6. Efficiency Considerations

   Although we have not carried out any experiments to verify this, we
   expect CGO to perform relatively well in terms of efficiency. Firstly,
   it manages to achieve forward security with just a universal hash as
   opposed to other proposals which suggested the use of SHA2 or SHA3. In
   this respect we recommend using POLYVAL [GLL18], a variant of GHASH
   that is more compatible with Intel's PCMULQDQ instruction. Furthermore
   CGO admits a certain degree of parallelisability. Supporting leaky
   pipes requires an OR to first verify the cell using the the dynamic key
   material and if the cell is unrecognised it goes on to process the cell
   with the static key material. The important thing to note (see for
   instance Section 3.1.2) is that the initial processing of the cell
   using the static key material is almost identical to the verification
   using the dynamic key material, and the two computations are
   independent of each other. As such, although in Section 3 these were
   described as being evaluated sequentially, they can in fact be computed
   in parallel. In particular the two polynomial hashes could be computed
   in parallel by using the new vectorised VPCMULQDQ instruction.

   We are currently looking into further optimisations of the scheme as
   presented here. One such optimisation is the possibility of removing
   KDf_I and KDb_I while retaining forward security.

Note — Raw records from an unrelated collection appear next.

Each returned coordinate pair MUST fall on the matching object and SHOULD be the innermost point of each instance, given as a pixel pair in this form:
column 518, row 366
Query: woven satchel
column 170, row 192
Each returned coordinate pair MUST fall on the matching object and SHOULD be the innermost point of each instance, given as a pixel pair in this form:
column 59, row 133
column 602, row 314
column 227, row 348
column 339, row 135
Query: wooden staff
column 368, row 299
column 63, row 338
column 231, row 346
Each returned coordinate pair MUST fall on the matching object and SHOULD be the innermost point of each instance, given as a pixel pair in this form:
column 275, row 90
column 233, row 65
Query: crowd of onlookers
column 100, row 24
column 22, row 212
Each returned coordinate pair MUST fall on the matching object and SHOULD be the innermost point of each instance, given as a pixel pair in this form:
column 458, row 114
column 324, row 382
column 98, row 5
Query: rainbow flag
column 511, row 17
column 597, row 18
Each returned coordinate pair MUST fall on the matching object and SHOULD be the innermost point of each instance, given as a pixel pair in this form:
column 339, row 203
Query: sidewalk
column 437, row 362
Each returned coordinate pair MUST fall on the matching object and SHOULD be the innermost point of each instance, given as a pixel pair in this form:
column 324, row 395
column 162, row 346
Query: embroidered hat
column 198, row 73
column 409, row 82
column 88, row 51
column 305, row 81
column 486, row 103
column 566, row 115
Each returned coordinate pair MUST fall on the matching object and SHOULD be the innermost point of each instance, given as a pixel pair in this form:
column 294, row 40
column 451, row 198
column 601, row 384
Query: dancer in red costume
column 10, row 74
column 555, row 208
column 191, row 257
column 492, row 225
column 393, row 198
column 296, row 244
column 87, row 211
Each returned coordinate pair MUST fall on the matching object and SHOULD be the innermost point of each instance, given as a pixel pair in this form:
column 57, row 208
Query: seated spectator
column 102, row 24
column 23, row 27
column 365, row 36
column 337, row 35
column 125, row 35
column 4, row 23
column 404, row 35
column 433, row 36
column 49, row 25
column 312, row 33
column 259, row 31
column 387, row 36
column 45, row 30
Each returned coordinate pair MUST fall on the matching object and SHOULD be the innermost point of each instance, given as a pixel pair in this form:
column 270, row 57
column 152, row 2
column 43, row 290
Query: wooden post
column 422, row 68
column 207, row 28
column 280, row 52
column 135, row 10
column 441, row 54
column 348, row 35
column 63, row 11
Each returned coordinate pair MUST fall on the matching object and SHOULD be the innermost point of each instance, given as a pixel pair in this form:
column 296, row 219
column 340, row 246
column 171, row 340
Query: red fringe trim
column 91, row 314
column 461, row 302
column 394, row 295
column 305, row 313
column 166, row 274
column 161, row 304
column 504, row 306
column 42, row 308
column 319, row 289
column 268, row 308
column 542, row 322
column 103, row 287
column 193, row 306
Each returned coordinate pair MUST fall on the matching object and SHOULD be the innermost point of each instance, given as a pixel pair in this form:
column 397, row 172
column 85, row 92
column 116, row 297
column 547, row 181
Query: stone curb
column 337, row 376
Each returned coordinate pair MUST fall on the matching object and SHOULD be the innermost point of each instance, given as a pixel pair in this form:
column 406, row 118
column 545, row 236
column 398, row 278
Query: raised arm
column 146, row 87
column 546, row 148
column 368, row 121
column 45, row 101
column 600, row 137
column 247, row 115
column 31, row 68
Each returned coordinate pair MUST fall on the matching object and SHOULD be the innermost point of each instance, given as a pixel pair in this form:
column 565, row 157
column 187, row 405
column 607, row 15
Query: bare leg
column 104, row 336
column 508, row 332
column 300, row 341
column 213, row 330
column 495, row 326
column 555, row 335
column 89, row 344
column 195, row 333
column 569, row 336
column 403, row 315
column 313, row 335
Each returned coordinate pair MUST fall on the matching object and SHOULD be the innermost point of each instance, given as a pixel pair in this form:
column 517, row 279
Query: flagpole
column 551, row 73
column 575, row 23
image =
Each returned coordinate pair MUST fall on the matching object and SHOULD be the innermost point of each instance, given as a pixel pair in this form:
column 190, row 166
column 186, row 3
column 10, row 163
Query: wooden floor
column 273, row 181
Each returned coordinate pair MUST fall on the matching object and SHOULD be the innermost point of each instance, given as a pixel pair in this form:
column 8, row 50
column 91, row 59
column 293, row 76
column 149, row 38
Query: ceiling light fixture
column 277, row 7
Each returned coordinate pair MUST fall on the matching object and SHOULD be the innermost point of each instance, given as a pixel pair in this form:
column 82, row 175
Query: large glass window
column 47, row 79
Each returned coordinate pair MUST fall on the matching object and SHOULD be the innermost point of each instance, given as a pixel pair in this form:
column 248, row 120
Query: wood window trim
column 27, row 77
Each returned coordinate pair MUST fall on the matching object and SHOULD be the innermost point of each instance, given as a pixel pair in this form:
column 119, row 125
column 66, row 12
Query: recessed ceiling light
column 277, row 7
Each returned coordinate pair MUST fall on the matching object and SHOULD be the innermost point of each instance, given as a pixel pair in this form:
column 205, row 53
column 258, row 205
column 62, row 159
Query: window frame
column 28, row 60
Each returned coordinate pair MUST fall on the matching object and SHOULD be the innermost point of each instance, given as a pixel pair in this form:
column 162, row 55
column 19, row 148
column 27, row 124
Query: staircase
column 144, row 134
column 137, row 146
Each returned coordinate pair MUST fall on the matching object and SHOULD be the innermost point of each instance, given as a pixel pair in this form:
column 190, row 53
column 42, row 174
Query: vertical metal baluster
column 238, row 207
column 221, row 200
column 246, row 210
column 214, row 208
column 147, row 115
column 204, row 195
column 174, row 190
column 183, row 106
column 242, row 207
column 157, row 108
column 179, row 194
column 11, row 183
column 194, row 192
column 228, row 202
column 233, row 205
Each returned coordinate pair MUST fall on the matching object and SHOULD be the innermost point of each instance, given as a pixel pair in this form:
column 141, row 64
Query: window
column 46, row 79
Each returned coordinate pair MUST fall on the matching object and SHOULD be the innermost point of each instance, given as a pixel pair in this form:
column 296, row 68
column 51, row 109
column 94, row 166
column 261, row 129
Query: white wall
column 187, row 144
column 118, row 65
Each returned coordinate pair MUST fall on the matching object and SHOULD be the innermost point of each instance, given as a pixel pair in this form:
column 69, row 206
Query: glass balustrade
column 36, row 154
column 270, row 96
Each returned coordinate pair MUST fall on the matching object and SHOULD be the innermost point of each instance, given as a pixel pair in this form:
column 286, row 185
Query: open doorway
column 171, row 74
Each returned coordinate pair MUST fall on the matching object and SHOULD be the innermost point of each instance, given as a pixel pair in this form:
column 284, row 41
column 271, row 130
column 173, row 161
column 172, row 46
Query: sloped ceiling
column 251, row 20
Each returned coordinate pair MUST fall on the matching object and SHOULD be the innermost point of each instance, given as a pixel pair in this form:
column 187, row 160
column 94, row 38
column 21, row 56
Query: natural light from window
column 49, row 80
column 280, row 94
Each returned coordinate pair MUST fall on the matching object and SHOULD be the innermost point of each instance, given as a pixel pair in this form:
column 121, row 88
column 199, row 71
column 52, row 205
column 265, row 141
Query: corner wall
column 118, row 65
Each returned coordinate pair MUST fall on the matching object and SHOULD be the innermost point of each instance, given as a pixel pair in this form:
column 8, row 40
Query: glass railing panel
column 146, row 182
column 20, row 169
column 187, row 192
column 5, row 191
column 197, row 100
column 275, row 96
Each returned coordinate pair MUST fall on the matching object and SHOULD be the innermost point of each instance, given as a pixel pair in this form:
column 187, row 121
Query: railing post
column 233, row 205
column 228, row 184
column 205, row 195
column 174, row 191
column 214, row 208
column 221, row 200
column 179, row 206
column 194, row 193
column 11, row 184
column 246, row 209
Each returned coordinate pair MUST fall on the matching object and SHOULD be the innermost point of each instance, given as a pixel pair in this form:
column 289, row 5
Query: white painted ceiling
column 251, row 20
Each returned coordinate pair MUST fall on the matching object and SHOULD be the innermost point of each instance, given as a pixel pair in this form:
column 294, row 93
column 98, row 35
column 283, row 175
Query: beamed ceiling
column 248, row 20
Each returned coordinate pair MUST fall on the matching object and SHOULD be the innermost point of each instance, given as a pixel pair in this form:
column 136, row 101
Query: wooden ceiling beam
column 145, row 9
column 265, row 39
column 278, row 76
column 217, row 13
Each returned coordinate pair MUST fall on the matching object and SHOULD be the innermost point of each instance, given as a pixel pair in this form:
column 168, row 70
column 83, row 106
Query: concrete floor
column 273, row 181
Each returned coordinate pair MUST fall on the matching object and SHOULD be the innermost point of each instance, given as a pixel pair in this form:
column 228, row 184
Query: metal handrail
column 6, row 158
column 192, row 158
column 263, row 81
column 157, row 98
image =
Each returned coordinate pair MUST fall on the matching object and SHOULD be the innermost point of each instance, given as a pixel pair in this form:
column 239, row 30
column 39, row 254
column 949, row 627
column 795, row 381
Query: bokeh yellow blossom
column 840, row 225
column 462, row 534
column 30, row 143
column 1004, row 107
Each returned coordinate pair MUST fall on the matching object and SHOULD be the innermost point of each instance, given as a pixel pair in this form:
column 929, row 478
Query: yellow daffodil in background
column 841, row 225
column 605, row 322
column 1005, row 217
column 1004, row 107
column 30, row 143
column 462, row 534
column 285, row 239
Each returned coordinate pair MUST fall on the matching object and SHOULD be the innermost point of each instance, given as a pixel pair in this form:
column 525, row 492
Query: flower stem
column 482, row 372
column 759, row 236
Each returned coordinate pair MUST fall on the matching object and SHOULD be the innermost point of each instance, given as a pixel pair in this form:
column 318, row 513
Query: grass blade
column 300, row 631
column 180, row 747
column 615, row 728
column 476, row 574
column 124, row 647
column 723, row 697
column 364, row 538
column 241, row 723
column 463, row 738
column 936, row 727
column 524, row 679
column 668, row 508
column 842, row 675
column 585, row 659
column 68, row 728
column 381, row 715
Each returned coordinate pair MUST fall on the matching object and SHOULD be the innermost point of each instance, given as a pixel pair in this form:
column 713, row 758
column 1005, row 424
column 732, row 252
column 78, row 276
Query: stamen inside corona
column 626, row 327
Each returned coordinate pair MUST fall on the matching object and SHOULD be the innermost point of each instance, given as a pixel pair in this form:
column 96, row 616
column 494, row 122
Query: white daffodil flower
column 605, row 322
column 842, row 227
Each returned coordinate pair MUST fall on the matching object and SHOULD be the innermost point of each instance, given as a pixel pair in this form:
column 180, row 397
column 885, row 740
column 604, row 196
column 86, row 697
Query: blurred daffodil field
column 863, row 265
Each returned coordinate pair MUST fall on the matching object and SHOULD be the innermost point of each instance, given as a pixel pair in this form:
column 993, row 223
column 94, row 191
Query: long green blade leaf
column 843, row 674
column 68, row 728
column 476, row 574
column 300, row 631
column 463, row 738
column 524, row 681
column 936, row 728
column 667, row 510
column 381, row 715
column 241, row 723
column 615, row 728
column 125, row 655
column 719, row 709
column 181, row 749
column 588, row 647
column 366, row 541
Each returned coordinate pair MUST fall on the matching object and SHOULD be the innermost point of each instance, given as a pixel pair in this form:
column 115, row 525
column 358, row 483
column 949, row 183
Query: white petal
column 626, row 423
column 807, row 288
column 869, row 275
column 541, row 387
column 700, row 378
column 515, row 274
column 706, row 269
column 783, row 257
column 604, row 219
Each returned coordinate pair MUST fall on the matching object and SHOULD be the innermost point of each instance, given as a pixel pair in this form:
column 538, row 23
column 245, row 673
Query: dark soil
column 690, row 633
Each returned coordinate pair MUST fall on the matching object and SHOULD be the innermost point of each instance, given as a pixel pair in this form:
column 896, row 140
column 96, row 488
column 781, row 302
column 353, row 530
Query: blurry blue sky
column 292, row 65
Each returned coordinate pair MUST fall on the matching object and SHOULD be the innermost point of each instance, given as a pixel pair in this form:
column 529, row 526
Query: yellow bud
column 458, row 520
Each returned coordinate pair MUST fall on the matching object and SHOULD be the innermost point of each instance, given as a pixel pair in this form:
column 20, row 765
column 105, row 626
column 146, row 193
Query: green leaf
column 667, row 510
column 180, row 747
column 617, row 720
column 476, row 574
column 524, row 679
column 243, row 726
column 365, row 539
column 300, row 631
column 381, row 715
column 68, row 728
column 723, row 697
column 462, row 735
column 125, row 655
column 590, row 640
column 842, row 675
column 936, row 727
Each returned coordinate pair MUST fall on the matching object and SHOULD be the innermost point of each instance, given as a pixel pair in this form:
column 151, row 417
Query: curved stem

This would further
   improve the efficiency of the scheme by reducing the amount of dynamic
   key material that needs to be updated with every cell that is processed.


References

[ADL17] Tomer Ashur, Orr Dunkelman, Atul Luykx, "Boosting Authenticated
Encryption Robustness with Minimal Modifications", CRYPTO 2017.

[BY03] Mihir Bellare, Bennett Yee, "Forward-Security in Private-Key
Cryptography", CT-RSA 2003.

[DS18] Jean Paul Degabriele, Martijn Stam, "Untagging Tor: A Formal
Treatment of Onion Encryption", EUROCRYPT 2018.

[GLL18] Shay Gueron, Adam Langley, Yehuda Lindell, "AES-GCM-SIV: Nonce
Misuse-Resistant Authenticated Encryption", RFC 8452, April 2019.

[ST13] Thomas Shrimpton, R. Seth Terashima, "A Modular Framework for
Building Variable-Input Length Tweakable Ciphers", ASIACRYPT 2013.